Xan’s funeral whites glowed in the darkness, a paler shadow. The dogs gathered around him, and it was like watching what was left of Xan dissolve. Darkness consuming darkness.
“He’s my brother,” Cara said. “A truck hit him. It killed him, like with Momma bird. But I need him back. And you brought her back, so you can bring him back too, can’t you? I mean you can, can’t you?”
She was babbling, and the dogs didn’t respond. Mostly blind, she stepped in close, her hands on their backs. The dogs were still and quiet as statues. And then one began making its ki-ka-ko call, and the others picked it up until it felt like a choir around her. Until her head spun with it. She sank to her knees to keep from losing her balance. In the sky, the stick moons glittered green and white and blue. The stars looked warmer than their lights.
Xan bobbed up to the surface of the darkness. The dogs were carrying him, one under him bearing his weight on its back. Others holding his arms and legs to steady him as they walked.

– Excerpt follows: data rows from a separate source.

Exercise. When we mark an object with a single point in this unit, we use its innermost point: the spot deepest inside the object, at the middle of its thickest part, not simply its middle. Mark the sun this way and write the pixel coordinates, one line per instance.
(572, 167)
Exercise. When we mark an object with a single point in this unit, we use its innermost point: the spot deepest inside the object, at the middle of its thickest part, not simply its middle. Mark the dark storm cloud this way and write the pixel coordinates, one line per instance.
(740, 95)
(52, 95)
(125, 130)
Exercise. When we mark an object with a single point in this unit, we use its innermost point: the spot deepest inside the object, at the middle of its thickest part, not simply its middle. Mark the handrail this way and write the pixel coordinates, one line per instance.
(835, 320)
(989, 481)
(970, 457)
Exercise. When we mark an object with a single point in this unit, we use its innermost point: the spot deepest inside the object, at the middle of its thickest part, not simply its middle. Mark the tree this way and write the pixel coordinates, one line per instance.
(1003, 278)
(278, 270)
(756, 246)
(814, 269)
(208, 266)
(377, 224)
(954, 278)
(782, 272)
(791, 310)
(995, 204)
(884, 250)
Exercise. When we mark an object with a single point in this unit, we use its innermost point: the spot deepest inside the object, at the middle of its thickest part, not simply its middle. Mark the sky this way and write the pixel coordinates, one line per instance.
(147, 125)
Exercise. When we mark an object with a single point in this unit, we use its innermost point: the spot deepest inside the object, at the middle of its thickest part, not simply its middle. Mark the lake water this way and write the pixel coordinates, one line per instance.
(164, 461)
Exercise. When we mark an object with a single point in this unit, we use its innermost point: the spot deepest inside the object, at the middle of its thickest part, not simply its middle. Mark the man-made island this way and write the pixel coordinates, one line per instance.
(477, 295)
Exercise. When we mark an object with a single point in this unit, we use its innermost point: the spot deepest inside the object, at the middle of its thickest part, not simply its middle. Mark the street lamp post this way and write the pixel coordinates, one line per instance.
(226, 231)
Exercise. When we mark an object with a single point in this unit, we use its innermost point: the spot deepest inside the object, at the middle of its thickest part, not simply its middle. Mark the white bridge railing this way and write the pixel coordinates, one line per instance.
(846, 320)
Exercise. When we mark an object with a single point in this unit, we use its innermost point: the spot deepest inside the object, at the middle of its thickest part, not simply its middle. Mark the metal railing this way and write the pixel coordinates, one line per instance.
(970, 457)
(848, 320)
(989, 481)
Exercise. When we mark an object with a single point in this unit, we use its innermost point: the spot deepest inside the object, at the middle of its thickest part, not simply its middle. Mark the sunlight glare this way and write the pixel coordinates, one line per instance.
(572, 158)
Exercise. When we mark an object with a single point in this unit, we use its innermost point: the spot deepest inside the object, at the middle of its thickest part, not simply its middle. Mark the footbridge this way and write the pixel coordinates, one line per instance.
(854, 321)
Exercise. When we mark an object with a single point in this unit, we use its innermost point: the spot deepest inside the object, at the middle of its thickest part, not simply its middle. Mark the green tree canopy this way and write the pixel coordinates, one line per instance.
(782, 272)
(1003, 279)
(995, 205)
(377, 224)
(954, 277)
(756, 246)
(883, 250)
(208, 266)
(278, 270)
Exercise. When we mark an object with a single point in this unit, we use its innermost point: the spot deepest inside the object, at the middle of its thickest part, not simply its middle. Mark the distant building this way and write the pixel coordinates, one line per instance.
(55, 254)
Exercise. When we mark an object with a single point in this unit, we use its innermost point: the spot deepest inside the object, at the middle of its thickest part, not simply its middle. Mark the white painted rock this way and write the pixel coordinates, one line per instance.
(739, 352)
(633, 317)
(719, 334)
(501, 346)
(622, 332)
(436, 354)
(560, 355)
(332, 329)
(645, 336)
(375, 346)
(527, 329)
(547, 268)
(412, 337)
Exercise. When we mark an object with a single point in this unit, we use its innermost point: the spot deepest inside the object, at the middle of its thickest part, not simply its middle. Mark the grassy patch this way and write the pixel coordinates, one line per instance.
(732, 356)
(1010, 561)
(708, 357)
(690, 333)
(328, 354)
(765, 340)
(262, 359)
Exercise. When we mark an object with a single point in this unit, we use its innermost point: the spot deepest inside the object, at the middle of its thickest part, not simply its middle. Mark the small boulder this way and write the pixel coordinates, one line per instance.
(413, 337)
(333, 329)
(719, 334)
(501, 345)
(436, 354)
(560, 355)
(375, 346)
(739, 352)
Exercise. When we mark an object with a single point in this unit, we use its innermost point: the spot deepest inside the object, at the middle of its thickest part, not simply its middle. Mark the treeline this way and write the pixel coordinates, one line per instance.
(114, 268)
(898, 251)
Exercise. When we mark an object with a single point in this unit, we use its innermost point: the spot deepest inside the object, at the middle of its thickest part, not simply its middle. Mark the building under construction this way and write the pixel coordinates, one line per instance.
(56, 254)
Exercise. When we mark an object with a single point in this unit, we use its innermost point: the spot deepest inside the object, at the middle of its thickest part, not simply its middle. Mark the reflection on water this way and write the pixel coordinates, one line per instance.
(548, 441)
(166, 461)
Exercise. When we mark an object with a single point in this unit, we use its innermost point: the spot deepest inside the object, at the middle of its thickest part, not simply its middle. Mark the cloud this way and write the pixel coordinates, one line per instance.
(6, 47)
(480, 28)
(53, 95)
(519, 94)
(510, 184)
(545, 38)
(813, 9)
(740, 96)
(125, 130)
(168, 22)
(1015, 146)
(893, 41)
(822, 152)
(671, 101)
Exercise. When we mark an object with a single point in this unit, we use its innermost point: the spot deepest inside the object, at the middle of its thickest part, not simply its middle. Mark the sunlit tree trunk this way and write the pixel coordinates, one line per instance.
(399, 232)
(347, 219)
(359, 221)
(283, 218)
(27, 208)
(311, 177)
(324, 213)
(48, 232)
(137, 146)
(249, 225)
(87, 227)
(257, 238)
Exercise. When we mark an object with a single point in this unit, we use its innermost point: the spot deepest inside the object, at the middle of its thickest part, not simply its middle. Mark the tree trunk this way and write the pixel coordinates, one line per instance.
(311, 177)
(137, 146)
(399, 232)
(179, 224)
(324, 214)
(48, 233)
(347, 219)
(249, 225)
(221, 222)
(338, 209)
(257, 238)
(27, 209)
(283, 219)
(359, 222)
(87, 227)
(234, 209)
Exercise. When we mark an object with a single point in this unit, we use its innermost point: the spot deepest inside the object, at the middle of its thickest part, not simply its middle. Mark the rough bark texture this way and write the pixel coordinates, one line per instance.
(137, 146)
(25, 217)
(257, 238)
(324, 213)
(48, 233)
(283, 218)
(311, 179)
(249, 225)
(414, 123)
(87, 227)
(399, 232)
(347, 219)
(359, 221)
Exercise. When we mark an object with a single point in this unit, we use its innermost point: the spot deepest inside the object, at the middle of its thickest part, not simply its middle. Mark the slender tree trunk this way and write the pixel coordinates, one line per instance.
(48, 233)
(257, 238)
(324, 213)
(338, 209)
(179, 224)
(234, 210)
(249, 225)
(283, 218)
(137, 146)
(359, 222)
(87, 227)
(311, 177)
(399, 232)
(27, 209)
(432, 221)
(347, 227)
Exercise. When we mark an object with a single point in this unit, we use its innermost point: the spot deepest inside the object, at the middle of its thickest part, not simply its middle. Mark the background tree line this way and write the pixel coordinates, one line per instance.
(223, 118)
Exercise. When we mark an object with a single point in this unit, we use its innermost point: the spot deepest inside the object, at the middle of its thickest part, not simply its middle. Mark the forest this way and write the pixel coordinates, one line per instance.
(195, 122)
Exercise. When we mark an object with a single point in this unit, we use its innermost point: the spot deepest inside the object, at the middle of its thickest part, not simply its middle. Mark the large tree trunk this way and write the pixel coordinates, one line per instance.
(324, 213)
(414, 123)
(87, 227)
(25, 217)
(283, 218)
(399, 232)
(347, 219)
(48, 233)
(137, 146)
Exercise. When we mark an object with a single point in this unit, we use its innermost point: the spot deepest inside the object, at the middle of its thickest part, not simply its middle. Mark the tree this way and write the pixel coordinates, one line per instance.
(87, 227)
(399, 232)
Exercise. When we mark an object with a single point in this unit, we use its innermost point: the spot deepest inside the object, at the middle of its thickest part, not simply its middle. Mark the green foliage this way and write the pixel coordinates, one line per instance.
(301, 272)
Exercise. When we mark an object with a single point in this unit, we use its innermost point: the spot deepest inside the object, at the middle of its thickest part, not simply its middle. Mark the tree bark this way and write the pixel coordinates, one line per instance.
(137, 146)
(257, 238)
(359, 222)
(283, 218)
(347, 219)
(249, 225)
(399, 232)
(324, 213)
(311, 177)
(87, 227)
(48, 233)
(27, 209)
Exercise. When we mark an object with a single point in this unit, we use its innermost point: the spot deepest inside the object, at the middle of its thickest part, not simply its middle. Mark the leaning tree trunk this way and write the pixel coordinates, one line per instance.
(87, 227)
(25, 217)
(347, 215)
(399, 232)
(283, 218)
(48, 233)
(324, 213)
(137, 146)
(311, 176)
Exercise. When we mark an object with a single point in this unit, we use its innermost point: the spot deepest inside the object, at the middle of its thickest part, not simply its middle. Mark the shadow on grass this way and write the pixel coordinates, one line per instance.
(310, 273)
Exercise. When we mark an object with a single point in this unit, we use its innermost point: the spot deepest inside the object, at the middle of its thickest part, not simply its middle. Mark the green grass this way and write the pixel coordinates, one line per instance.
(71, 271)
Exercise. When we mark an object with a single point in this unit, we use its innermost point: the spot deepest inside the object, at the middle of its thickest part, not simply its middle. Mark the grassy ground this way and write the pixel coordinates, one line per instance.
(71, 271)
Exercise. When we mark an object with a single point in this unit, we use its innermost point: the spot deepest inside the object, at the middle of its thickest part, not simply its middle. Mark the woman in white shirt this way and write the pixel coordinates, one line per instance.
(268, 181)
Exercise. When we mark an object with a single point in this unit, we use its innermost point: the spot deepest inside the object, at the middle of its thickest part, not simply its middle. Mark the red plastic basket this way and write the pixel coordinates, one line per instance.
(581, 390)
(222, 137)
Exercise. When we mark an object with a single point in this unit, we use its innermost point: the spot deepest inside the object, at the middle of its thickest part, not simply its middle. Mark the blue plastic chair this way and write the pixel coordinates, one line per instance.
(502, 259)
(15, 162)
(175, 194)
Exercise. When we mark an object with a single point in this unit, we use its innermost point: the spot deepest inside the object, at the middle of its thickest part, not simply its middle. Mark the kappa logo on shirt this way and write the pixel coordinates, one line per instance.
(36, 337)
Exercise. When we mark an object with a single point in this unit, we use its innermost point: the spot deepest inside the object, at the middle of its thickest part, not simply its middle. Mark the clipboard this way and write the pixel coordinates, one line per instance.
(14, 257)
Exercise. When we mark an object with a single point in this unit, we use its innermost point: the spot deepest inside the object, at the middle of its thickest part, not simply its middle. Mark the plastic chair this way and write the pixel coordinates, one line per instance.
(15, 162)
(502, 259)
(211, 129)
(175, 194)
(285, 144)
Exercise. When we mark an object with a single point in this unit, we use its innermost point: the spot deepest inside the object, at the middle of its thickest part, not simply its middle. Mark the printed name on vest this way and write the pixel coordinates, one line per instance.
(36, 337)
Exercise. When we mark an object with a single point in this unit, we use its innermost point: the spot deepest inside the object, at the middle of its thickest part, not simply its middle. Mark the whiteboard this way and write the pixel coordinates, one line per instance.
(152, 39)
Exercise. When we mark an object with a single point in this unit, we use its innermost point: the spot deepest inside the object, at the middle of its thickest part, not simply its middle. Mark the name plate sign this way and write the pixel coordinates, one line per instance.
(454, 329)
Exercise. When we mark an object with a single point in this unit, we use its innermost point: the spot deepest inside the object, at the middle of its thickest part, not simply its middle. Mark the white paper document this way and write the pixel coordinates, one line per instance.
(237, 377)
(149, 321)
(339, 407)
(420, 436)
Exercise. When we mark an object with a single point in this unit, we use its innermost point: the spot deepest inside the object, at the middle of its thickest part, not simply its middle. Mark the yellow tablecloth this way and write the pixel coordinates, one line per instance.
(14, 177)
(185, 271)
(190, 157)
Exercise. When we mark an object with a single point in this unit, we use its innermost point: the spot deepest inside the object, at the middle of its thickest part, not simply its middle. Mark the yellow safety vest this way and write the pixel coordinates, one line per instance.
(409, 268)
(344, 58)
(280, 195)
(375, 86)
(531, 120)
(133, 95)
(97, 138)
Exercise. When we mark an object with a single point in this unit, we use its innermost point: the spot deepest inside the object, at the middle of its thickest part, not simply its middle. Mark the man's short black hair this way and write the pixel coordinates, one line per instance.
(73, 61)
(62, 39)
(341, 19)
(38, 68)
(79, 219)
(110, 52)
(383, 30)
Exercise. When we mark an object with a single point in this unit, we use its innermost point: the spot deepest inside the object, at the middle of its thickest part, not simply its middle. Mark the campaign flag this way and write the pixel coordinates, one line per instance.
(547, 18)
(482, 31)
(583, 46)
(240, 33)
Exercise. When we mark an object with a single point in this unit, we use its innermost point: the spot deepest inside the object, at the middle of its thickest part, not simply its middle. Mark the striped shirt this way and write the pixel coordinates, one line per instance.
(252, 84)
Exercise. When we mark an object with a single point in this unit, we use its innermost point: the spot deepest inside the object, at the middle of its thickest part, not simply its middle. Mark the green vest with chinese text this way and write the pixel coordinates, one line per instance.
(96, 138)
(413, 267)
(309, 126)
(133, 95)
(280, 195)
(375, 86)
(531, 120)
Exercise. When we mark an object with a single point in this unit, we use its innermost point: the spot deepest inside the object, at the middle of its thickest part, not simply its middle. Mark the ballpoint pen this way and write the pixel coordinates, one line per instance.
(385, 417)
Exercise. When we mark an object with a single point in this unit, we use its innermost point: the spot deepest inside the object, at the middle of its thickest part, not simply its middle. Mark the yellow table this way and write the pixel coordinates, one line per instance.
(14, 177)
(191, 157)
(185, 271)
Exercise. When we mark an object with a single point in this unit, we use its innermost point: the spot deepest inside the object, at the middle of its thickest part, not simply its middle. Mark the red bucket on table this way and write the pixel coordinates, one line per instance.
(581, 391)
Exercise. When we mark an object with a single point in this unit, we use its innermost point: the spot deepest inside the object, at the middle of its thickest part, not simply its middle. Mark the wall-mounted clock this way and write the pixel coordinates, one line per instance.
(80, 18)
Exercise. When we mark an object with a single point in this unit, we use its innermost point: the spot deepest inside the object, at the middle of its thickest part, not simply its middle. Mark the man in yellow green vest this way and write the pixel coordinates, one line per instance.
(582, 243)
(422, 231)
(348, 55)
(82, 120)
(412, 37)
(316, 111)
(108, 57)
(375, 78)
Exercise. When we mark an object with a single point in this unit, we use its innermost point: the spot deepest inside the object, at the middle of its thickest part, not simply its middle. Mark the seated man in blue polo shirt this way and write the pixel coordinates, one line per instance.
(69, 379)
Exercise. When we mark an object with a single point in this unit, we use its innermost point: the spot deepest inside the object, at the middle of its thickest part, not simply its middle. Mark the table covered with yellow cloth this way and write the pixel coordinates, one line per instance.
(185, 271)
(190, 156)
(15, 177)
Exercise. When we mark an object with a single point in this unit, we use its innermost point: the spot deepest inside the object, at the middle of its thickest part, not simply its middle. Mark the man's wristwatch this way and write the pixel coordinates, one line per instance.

“You can, can’t you? You can fix him?”
The dogs didn’t answer. Xan floated out to the trees, and then behind them. And then there was only the sound of the dogs walking. Then not even that.
Cara sat by the water, hugging her knees. Slowly, the natural sounds of the night came back: the trill of insects, the trill of birds. A high, fluting call from something a long way off, and an answering call from even farther. The stillness cooled her, but not badly. All she had to do now was wait.
Voices woke her. They were calling her name, and she couldn’t remember where she was. It wasn’t her bed or her room or her house, because there was a dawn-stained sky overhead. Her clothes were wet with dew.